Tout peut être une menace, tout peut être déguisé. La bulle de sécurité du convoi, on essaie de la maintenir hermétique.

Lieutenant Mathieu

à franceinfo

Un convoi, "on sait quand ça part, mais jamais quand ça arrive", dit un dicton de convoyeur. Pourtant, ce jour-là, après douze heures de route, c’est le kilomètre 210, c’est-à-dire Gao, et la base française, ses douches et ses tentes climatisées après des heures dans des blindés où la température peut monter jusqu’à 70 degrés. Mais le lendemain, pas de grasse matinée, il faut décrasser, inspecter après quatre mois de mission, dont les deux tiers passés à rouler. "Beaucoup de casse sur les véhicules et cela prend en général beaucoup de temps, voire souvent, on ne revoit plus les véhicules, ils sont cassés, note le sergent Thibault. 

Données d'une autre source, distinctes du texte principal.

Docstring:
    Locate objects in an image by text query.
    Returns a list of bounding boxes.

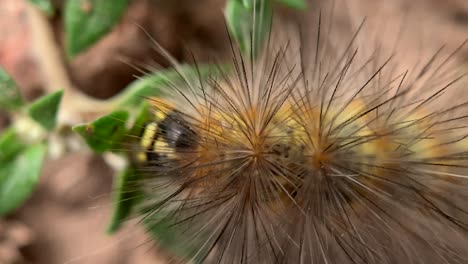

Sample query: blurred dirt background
[0,0,468,264]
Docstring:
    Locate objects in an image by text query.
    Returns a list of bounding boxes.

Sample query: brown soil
[0,0,468,264]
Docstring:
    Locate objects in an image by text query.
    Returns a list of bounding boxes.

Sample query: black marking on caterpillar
[128,1,468,263]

Il faut savoir que c’est le dernier convoi, cela fait plaisir. Je ne vais pas mentir, on est toujours content de revenir et de se dire que le retour en France est tout proche.

Sergent Thibault

à franceinfo

En quelques adjectifs, le lieutenant Adrien résume ces quatre mois : "Rustique... Beaucoup de sable... On a affronté pas mal de tempêtes... Ça a été une mission assez dure, compliqué pour le matériel et pour les hommes." Il y a quelques semaines, deux convoyeurs ont sauté sur une mine, sans gravité, leur blindage les a sauvés. "Mes soldats n’ont pas été bons, ils ont été excellents", conclut le capitaine Alexandre en souriant. Pourtant, il y a eu les blessures, la chaleur, les ensablements et les casses. "Ça donne le sel du convoi, le piquant, même si à la fin de toute façon on retiendra plutôt que les bonnes choses, c’est normal", explique le militaire pour qui le Mali  reste "une belle aventure".